To find that Topics 22 and 23 require "extreme detail" in answering is clearly erroneous. Each topic asks for a date and a name associated with the discovery of five facts. Despite the FDIC's assertion, these requests do not require the FDIC employee(s) to become "bank historians" but rather to learn a few key dates and players from information already in its possession. This is not an undue burden, but is the duty that Rule 30(b)(6) places upon entities. See Chicago Reg'l Council of Carpenters Pension Fund v. Woodlawn Cmty. Dev. Corp., 09-cv-3983, 2011 WL 6318605, * 4 (N.D. Ill. Dec. 15, 2011) (finding that under Rule 30(b)(6), "a corporation is required to educate its designee concerning all 'reasonably available' information, even if such information is not within the knowledge of the corporation's current employees.").

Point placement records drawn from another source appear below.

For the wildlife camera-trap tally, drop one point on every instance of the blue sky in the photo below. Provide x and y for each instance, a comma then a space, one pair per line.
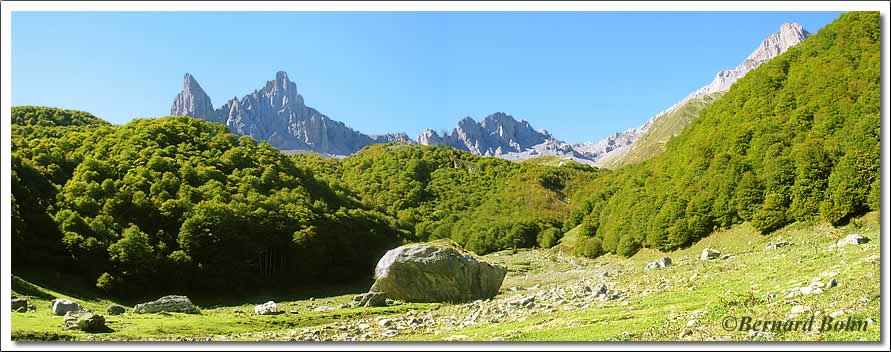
580, 75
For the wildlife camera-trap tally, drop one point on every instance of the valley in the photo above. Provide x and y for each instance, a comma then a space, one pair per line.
686, 301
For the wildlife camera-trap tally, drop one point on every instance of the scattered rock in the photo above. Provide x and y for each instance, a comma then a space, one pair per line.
764, 334
61, 306
854, 239
324, 309
836, 314
86, 321
268, 308
20, 305
115, 309
832, 283
800, 309
524, 302
180, 304
384, 322
709, 254
434, 273
811, 290
778, 243
370, 299
661, 263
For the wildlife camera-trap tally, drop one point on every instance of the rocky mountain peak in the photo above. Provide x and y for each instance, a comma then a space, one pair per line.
790, 34
192, 101
276, 114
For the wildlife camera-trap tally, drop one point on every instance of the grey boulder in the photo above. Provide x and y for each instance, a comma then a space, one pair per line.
434, 273
115, 309
180, 304
20, 305
86, 321
854, 238
661, 263
709, 254
268, 308
61, 306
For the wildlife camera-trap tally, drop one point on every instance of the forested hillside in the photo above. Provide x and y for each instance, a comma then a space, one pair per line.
663, 129
182, 203
485, 204
795, 139
179, 203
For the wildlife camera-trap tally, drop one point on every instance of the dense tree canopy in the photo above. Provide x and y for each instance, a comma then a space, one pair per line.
795, 139
178, 202
484, 204
180, 196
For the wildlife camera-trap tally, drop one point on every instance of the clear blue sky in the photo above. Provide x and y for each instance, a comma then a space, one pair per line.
580, 75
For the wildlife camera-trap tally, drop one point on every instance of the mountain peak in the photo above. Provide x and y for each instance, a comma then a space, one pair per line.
281, 76
192, 101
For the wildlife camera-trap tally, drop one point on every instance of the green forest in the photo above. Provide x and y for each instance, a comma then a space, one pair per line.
178, 203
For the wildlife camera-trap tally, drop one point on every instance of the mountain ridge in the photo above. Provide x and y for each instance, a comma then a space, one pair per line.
615, 146
277, 114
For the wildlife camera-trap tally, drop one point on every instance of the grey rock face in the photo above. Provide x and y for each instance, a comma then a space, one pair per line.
192, 101
171, 303
20, 305
430, 273
709, 254
115, 309
790, 34
854, 239
62, 306
277, 114
661, 263
268, 308
370, 299
86, 321
502, 136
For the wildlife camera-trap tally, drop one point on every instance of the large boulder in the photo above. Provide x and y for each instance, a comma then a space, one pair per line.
115, 309
61, 306
86, 321
435, 273
268, 308
180, 304
20, 305
853, 239
709, 254
661, 263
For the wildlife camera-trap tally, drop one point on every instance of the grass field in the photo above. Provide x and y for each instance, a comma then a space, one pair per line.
687, 301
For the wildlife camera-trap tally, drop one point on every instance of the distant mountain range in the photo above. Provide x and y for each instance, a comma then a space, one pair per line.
277, 114
605, 152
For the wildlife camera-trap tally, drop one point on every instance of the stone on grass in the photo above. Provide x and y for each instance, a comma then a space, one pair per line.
324, 309
61, 306
709, 254
435, 273
85, 321
778, 243
854, 239
20, 305
661, 263
268, 308
370, 299
172, 303
115, 309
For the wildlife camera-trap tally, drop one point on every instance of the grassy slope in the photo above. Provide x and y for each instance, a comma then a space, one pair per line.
660, 304
664, 127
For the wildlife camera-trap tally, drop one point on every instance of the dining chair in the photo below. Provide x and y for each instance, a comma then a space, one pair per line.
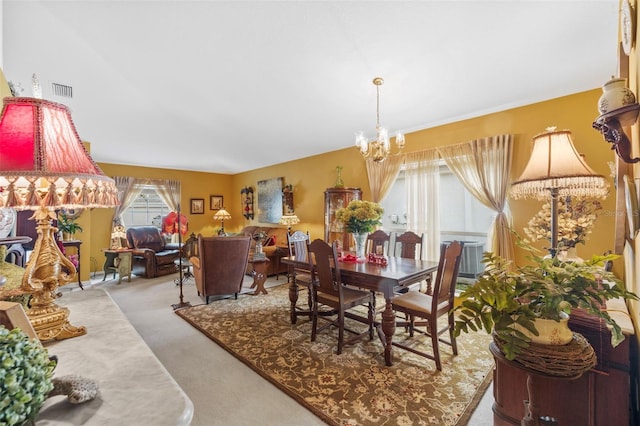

Furthermore, the court finds that the FDIC did not meet its burden to show these requests were duplicative in order to obtain a protective order. The FDIC asserts that it has already provided the information requested through depositions and interrogatories; however, the cited depositions and interrogatories do not specifically respond to the information sought in Topics 22 and 23. For example, the FDIC asserts that it answered Topic 22 in its response to Interrogatory No. 3; however, that response does not contain a date or event associated with the acquisition of such knowledge to indicate when Integra learned of the forged stock certificates. As such, the court finds that they are not duplicative requests and the issuance of a protective order on such grounds was error.
IV. Conclusion
Rule 26 protects a party from suffering an undue burden in producing discovery. The court agrees with the Magistrate Judge that Topics 17, 18, and 21 place an undue burden on the FDIC. As such, the issuance of a protective order under Rule 26 is not contrary to law or clearly erroneous, and the court OVERRULES the objection to those topics. On the other hand, the court finds that the Magistrate Judge's conclusion that Topics 22 and 23 would cause an undue burden is clearly erroneous. Therefore, the court SUSTAINS the objection (Docket # 278) for Topics 22 and 23, and orders the FDIC to produce a witness to testify to those topics. The FDIC need not prepare the witness for more than is specifically noticed in Topics 22 and 23.
______________________
RICHARD L. YOUNG, CHIEF JUDGE
United States District Court
Southern District of Indiana
Distributed Electronically to Registered Counsel of Record.